Twelve-hour workdays with few or no bathroom breaks. Pay that’s nowhere near a living wage. Children under the age of 12 working long hours in dangerous jobs. We wince when we hear of these conditions in third-world countries. But workers in the United States faced these same injustices for many years.
In the Lowcountry, the hellish job of phosphate mining replaced the antebellum plantation system, offering slave-like work environments for both black and white laborers. Oyster factories employed children whose labor resulted in sore and bleeding hands as they shucked buckets of oysters for up to 12 hours a day. Many locals took jobs with meager pay at the cigar factory where they stood for hours on end at their work posts, immersed in the stagnant air and overpowering smell of tobacco. Female workers often experienced sexual harassment and even exploitation by their male supervisors, and black workers were paid far less than their white coworkers doing the same jobs.
As the years passed, workers across the country began to protest inhumane (and often dangerous) working conditions. On
Sept. 5, 1882, 10,000 workers in New York City marched from City Hall to Union Square to advocate for an eight-hour workday. This is considered by some to be the first observation of a “labor day” in the country. The increasingly vocal labor movement continued to bring public attention to the social and economic injustices inflicted upon many American workers, demanding laws to protect them — among them a 40-hour workweek, a minimum wage and the illegalization of child labor. By the 1890s, dozens of major cities were celebrating the sacrifice and contributions of the everyday worker with annual parades and festivities. On June 28, 1894, Congress officially designated the first Monday in September as a legal holiday for public recognition of the importance of the American worker.
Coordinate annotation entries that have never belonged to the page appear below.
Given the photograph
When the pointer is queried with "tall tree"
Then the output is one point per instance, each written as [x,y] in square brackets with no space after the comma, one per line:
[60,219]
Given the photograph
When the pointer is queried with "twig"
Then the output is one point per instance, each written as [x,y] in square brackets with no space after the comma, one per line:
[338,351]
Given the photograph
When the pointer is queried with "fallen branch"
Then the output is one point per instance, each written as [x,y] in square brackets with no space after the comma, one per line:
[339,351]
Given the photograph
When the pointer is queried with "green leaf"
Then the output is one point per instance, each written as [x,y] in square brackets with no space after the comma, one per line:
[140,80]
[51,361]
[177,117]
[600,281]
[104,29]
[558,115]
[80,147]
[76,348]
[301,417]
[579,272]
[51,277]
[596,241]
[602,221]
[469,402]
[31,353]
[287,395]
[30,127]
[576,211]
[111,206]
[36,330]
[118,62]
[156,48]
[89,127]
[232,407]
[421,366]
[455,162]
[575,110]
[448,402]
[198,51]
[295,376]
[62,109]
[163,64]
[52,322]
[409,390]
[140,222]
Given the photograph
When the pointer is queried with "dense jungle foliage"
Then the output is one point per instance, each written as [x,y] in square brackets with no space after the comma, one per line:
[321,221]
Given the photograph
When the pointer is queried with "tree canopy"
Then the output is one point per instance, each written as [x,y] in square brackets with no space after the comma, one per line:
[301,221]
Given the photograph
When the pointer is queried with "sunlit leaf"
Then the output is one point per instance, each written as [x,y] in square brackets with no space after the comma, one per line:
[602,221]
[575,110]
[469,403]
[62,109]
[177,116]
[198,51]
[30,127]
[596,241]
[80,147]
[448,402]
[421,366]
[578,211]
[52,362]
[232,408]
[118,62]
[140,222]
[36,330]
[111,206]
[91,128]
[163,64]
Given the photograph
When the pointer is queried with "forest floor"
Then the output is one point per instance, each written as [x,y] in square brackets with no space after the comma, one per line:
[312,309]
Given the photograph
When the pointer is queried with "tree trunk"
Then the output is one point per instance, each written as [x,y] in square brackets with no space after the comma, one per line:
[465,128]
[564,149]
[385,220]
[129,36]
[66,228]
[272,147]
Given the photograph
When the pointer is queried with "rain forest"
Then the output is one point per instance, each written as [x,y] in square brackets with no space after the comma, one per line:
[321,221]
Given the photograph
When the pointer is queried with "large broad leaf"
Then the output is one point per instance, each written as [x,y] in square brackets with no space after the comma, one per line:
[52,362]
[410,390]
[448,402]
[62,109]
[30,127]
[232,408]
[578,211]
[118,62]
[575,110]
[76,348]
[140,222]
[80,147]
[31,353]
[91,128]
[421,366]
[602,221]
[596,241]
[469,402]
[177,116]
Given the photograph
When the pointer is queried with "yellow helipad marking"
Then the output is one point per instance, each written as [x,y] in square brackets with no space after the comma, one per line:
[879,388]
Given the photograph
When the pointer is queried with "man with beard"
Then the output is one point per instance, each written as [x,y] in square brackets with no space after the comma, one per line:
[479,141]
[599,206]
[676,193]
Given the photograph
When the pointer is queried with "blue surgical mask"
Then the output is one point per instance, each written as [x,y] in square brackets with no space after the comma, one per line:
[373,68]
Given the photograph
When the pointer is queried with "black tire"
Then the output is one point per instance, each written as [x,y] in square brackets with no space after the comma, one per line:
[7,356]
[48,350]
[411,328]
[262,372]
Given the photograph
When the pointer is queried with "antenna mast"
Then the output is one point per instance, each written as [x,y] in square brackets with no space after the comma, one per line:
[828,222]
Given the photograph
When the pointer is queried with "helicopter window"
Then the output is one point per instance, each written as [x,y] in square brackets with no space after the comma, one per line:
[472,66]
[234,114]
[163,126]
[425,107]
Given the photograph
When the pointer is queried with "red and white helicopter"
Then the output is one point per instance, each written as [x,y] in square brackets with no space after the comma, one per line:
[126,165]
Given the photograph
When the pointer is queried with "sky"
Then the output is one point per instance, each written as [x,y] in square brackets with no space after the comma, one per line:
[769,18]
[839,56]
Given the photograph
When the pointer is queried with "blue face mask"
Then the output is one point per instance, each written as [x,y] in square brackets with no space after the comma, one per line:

But even with this official recognition and the passing of landmark legislation to protect workers, many Americans continued to struggle with dire working conditions and to experience abuse on the job well into the 20th century.
One of the most significant events in Charleston’s labor history occurred in October 1945, when hundreds of black and white employees of the American Tobacco Company on East Bay Street refused to work in an effort to establish better pay and racial and gender equality in the workplace. For five months, workers picketed and sang spirituals, adopting the hymn “We Shall Overcome” as their anthem. Twenty-four years later, African-American hospital workers at the Medical University of South Carolina protested substandard pay and demanded their right to lodge credible work-related complaints to the hospital administration without fear of losing their jobs. That three-month long strike underscored the rights of workers to be heard and is considered one of the most important local achievements in the labor movement as well as the civil rights era.
So, when we celebrate Labor Day as the official end of summer fun with picnics, cookouts and trips to the beach, let’s remember that what we are really celebrating is the progress that has been made (and continues to be made) in the quest for safety and fairness in the workplace and to salute the men and women of the American workforce, both now and in the past, for their contributions to the success and well-being of our country.